Google has now announced that it will restrict third party cookies for 1% of its users in early 2024, with the aim to do the same for all remaining users by the end of the year. It will replace them with other technologies, such as the Topics API which allows direct advertising to users based on their broad categories of interests. Digital advertisers will need to grapple with the loss of cookie-based advertising and the specificity of user data to which they historically have had access. The Competition and Markets Authority (CMA) will also be keeping a close eye on any competition concerns arising out of the use of the Privacy Sandbox.  

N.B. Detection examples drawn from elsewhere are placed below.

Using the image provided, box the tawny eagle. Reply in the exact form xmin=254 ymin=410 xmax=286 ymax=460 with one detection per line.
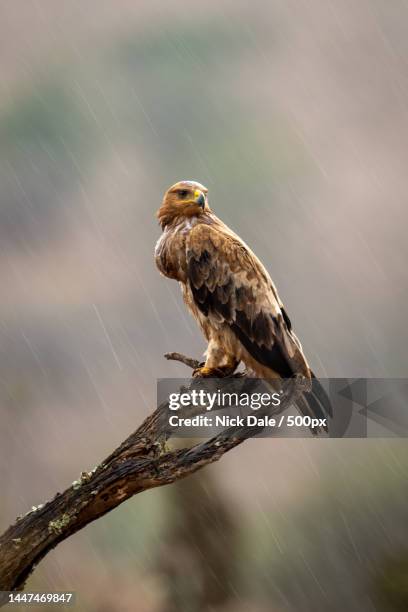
xmin=155 ymin=181 xmax=331 ymax=426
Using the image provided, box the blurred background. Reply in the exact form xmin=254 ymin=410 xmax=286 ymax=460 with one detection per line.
xmin=0 ymin=0 xmax=408 ymax=612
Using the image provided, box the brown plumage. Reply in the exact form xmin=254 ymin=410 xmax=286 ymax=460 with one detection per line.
xmin=155 ymin=181 xmax=327 ymax=430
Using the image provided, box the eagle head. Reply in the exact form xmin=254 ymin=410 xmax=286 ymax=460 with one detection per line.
xmin=157 ymin=181 xmax=210 ymax=228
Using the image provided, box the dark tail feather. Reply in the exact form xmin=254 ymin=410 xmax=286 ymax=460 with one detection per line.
xmin=296 ymin=372 xmax=333 ymax=435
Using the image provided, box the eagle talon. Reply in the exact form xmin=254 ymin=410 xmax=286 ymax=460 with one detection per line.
xmin=193 ymin=366 xmax=224 ymax=378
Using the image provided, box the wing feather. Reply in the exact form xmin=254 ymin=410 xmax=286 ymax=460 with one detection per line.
xmin=186 ymin=224 xmax=307 ymax=377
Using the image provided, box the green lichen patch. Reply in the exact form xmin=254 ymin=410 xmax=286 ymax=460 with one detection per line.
xmin=48 ymin=513 xmax=71 ymax=533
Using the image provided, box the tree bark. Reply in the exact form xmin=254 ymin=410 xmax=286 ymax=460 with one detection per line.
xmin=0 ymin=353 xmax=297 ymax=606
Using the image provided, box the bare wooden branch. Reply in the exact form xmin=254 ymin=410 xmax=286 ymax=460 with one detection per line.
xmin=0 ymin=353 xmax=296 ymax=605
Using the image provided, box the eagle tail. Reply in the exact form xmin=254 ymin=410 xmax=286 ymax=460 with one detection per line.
xmin=296 ymin=371 xmax=333 ymax=435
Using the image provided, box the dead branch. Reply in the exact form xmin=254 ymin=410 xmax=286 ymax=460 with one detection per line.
xmin=0 ymin=353 xmax=296 ymax=606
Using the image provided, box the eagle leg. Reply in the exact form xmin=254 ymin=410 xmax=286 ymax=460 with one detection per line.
xmin=193 ymin=357 xmax=239 ymax=378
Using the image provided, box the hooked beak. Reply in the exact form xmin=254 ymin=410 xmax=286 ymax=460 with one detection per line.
xmin=194 ymin=189 xmax=205 ymax=210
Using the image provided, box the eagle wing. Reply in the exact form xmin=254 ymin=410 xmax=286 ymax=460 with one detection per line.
xmin=186 ymin=224 xmax=310 ymax=378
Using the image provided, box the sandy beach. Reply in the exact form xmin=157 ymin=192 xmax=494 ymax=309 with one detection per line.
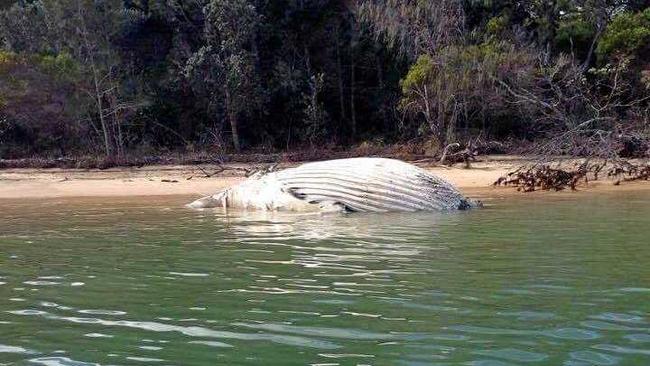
xmin=0 ymin=156 xmax=650 ymax=199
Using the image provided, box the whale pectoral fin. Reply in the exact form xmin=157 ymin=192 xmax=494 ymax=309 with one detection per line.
xmin=187 ymin=196 xmax=221 ymax=208
xmin=314 ymin=201 xmax=353 ymax=212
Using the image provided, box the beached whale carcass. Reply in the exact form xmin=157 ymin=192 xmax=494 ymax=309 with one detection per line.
xmin=189 ymin=158 xmax=475 ymax=212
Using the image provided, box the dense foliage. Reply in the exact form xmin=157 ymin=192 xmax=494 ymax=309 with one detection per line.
xmin=0 ymin=0 xmax=650 ymax=158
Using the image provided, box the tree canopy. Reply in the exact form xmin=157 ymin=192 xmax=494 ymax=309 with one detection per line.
xmin=0 ymin=0 xmax=650 ymax=158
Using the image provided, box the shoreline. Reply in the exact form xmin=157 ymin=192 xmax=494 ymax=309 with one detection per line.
xmin=0 ymin=155 xmax=650 ymax=199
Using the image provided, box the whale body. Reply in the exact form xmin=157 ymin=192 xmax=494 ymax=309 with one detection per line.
xmin=188 ymin=158 xmax=477 ymax=212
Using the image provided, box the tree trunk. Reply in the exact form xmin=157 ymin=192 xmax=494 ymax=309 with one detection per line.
xmin=334 ymin=25 xmax=346 ymax=121
xmin=350 ymin=52 xmax=357 ymax=141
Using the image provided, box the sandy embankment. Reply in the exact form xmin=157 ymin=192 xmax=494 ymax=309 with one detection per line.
xmin=0 ymin=156 xmax=650 ymax=199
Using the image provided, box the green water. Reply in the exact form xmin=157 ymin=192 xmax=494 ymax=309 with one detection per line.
xmin=0 ymin=191 xmax=650 ymax=366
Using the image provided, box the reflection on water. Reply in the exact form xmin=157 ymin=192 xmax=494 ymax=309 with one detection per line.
xmin=0 ymin=193 xmax=650 ymax=366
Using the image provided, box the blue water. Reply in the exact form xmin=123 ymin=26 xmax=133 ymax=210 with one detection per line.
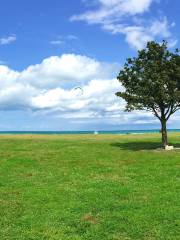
xmin=0 ymin=129 xmax=180 ymax=135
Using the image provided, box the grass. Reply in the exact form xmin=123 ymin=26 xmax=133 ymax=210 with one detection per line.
xmin=0 ymin=134 xmax=180 ymax=240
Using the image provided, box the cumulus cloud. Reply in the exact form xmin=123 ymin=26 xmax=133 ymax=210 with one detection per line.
xmin=0 ymin=54 xmax=177 ymax=126
xmin=0 ymin=54 xmax=125 ymax=121
xmin=71 ymin=0 xmax=176 ymax=49
xmin=0 ymin=34 xmax=17 ymax=45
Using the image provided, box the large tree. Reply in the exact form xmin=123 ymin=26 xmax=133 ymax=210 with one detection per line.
xmin=116 ymin=41 xmax=180 ymax=147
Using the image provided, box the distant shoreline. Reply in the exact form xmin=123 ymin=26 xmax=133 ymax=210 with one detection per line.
xmin=0 ymin=129 xmax=180 ymax=135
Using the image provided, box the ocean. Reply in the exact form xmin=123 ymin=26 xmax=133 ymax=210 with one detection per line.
xmin=0 ymin=129 xmax=180 ymax=135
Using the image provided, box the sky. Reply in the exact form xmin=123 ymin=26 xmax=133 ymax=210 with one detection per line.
xmin=0 ymin=0 xmax=180 ymax=131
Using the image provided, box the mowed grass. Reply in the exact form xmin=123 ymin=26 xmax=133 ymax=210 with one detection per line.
xmin=0 ymin=134 xmax=180 ymax=240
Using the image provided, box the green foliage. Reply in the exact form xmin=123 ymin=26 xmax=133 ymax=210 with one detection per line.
xmin=116 ymin=41 xmax=180 ymax=121
xmin=0 ymin=134 xmax=180 ymax=240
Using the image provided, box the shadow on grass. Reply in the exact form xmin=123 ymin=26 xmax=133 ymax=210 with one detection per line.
xmin=111 ymin=142 xmax=180 ymax=151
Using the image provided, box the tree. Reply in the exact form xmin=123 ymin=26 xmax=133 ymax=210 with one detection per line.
xmin=116 ymin=41 xmax=180 ymax=147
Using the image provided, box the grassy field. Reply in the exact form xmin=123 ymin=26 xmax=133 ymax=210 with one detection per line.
xmin=0 ymin=134 xmax=180 ymax=240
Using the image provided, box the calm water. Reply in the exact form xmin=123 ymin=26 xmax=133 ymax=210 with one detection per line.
xmin=0 ymin=129 xmax=180 ymax=135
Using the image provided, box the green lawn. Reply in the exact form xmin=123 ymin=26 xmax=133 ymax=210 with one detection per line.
xmin=0 ymin=134 xmax=180 ymax=240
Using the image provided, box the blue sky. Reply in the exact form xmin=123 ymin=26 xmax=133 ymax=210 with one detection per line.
xmin=0 ymin=0 xmax=180 ymax=130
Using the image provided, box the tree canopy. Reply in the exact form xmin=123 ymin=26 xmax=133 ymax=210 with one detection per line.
xmin=116 ymin=41 xmax=180 ymax=146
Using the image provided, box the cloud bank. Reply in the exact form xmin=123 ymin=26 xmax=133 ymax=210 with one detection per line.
xmin=0 ymin=54 xmax=177 ymax=126
xmin=70 ymin=0 xmax=176 ymax=49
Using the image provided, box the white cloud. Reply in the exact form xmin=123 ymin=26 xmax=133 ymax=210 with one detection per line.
xmin=0 ymin=34 xmax=17 ymax=45
xmin=0 ymin=54 xmax=173 ymax=125
xmin=19 ymin=54 xmax=119 ymax=88
xmin=50 ymin=34 xmax=78 ymax=45
xmin=71 ymin=0 xmax=177 ymax=49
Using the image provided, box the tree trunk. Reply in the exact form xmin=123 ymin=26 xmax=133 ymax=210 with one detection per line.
xmin=161 ymin=119 xmax=168 ymax=148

Separately, on 15 November 2023 the Information Commissioner's Office (ICO) warned 53 of the UK's 100 most visited websites that they must, within one month, ensure their cookie banners and placement of cookies for direct marketing purposes comply with data protection law. The ICO guidance is clear that organisations must obtain valid consent to direct marketing cookies, ensure consent is obtained prior to placing the cookies and respect user choices.  Websites should make it easy for users to reject advertising cookies by having a "reject all" button in the top layer of their cookie banner which is as prominent as the “accept all” button.    In an update on 31 January 2024, the ICO stated that it had received an "overwhelmingly positive response" to their warning letters, with 38 organisations having changed their cookie banners, 4 committing to be compliant within the next month and several others working to develop alternative solutions. 

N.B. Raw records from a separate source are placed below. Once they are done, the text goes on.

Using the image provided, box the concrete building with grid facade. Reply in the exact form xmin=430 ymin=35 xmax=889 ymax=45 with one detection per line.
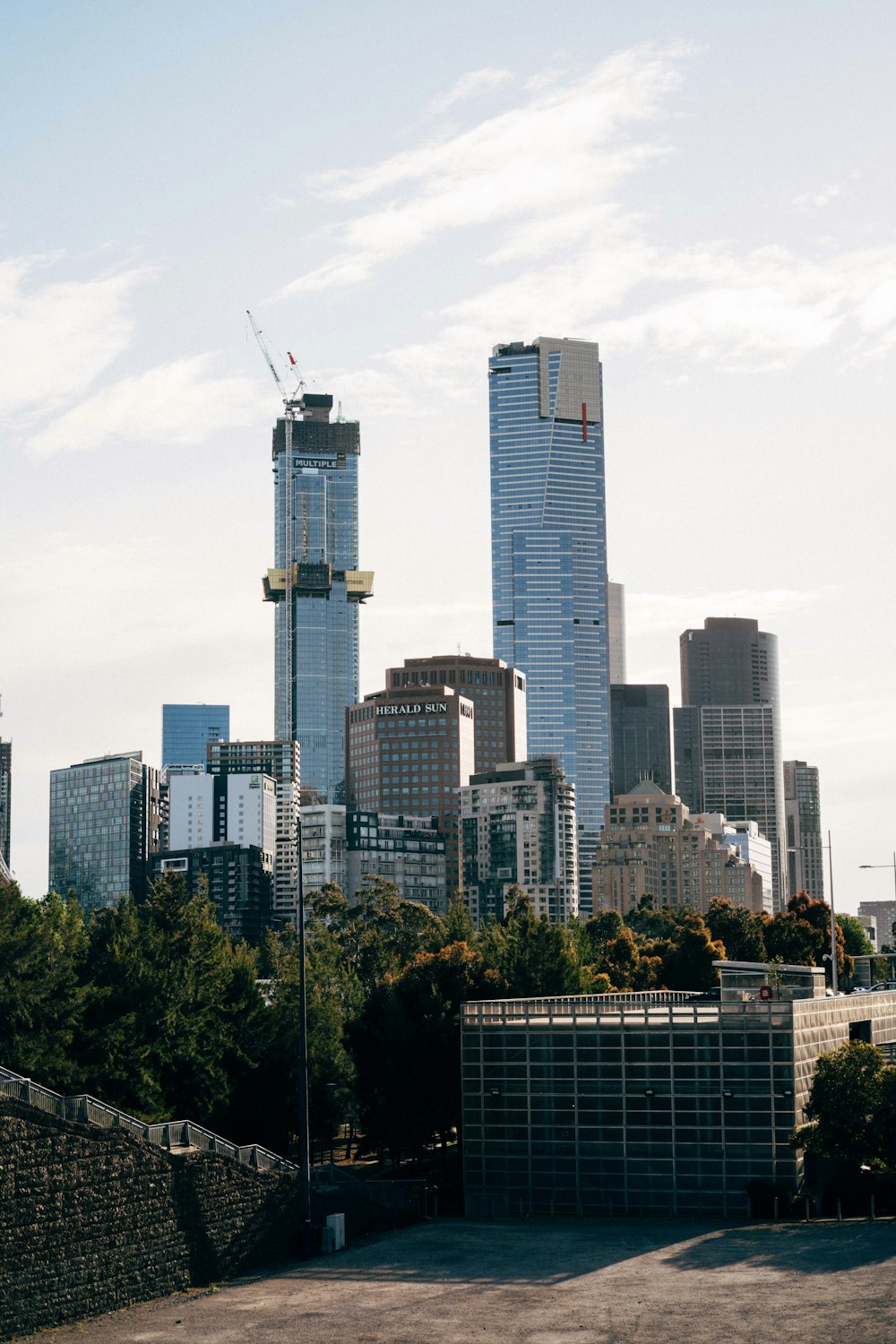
xmin=461 ymin=962 xmax=896 ymax=1218
xmin=610 ymin=683 xmax=672 ymax=797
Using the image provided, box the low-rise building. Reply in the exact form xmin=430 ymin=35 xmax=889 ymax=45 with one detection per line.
xmin=345 ymin=808 xmax=449 ymax=916
xmin=146 ymin=840 xmax=274 ymax=945
xmin=591 ymin=780 xmax=769 ymax=916
xmin=299 ymin=803 xmax=348 ymax=895
xmin=460 ymin=755 xmax=579 ymax=927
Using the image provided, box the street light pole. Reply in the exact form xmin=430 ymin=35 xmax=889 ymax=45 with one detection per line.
xmin=858 ymin=849 xmax=896 ymax=943
xmin=828 ymin=831 xmax=837 ymax=994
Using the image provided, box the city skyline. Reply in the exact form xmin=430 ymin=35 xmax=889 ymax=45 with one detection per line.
xmin=0 ymin=0 xmax=896 ymax=910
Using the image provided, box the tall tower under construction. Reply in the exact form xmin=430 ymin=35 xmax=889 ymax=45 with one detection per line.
xmin=264 ymin=392 xmax=374 ymax=803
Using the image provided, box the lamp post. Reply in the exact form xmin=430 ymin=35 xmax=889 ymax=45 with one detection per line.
xmin=823 ymin=831 xmax=837 ymax=995
xmin=858 ymin=851 xmax=896 ymax=889
xmin=858 ymin=851 xmax=896 ymax=940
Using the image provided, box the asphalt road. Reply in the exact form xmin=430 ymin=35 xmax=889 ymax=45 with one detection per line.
xmin=13 ymin=1219 xmax=896 ymax=1344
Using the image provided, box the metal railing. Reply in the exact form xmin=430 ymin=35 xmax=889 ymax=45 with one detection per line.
xmin=461 ymin=989 xmax=700 ymax=1023
xmin=0 ymin=1067 xmax=298 ymax=1172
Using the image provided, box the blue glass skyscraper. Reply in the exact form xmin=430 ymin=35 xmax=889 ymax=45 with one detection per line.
xmin=489 ymin=338 xmax=610 ymax=914
xmin=161 ymin=704 xmax=229 ymax=771
xmin=264 ymin=392 xmax=374 ymax=803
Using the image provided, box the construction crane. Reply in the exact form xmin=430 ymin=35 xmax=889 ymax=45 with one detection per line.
xmin=246 ymin=309 xmax=305 ymax=419
xmin=246 ymin=309 xmax=305 ymax=741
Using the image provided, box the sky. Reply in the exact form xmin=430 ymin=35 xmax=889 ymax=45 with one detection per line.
xmin=0 ymin=0 xmax=896 ymax=911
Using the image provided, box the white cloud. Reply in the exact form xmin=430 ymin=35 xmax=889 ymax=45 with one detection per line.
xmin=28 ymin=354 xmax=270 ymax=457
xmin=790 ymin=182 xmax=840 ymax=210
xmin=285 ymin=47 xmax=689 ymax=295
xmin=625 ymin=588 xmax=837 ymax=637
xmin=0 ymin=254 xmax=148 ymax=416
xmin=430 ymin=66 xmax=513 ymax=113
xmin=276 ymin=47 xmax=896 ymax=392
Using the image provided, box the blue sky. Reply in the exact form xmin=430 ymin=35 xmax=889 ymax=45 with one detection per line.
xmin=0 ymin=0 xmax=896 ymax=909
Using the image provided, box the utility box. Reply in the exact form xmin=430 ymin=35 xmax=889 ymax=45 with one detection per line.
xmin=321 ymin=1214 xmax=345 ymax=1255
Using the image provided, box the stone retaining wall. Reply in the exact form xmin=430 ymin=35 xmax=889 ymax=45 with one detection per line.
xmin=0 ymin=1099 xmax=298 ymax=1340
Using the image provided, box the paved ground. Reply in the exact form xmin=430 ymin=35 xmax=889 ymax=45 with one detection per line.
xmin=17 ymin=1219 xmax=896 ymax=1344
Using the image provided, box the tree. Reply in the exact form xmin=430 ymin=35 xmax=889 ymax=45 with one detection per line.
xmin=81 ymin=874 xmax=262 ymax=1124
xmin=763 ymin=911 xmax=825 ymax=967
xmin=834 ymin=916 xmax=874 ymax=957
xmin=478 ymin=887 xmax=592 ymax=997
xmin=662 ymin=916 xmax=726 ymax=989
xmin=0 ymin=879 xmax=86 ymax=1091
xmin=348 ymin=943 xmax=508 ymax=1161
xmin=704 ymin=897 xmax=769 ymax=961
xmin=625 ymin=892 xmax=689 ymax=938
xmin=794 ymin=1040 xmax=896 ymax=1168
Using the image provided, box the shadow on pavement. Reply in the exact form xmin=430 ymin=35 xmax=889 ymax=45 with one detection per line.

The ICO and Government grapple with the privacy issues related to crime prevention and facial recognition

The ICO’s blog post clarifies that the sharing of criminal offence data by retailers is permissible only where "necessary and proportionate" to detect or prevent crime. This involves a balancing act between crime prevention and respecting individuals’ right to privacy. The ICO draws a distinction between sharing information with a small group of individuals versus publication on a social media platform. The post gives some practical examples of what it considers is likely to be appropriate sharing for the prevention or detection of shoplifting, including the sharing of information with the police and with a manager of another store in the retailer's shopping centre. The ICO's examples of where sharing may not be appropriate include putting up pictures in shop windows and publishing information on social media, which is widely available to the general public in the area.

Separately, a group of parliamentarians has called on the ICO to review its approach to FRT surveillance, noting the serious risk of harm that can be caused to individuals from its use. The letter urges the ICO to enforce against providers of facial recognition technology which do not comply with data protection law. The letter also remarks that the ICO’s approach does not align with the harder line approach taken in other jurisdictions. In this regard, it is worth noting that the proposed text of the AI Act prohibits the untargeted scraping of facial images to create facial recognition databases, recognising the potential threat to individuals' rights.

The ICO has issued a preliminary response to this letter saying that it is aware of the potential harms when FRT is used unlawfully and that it would respond to the parliamentarians' specific concerns in due course.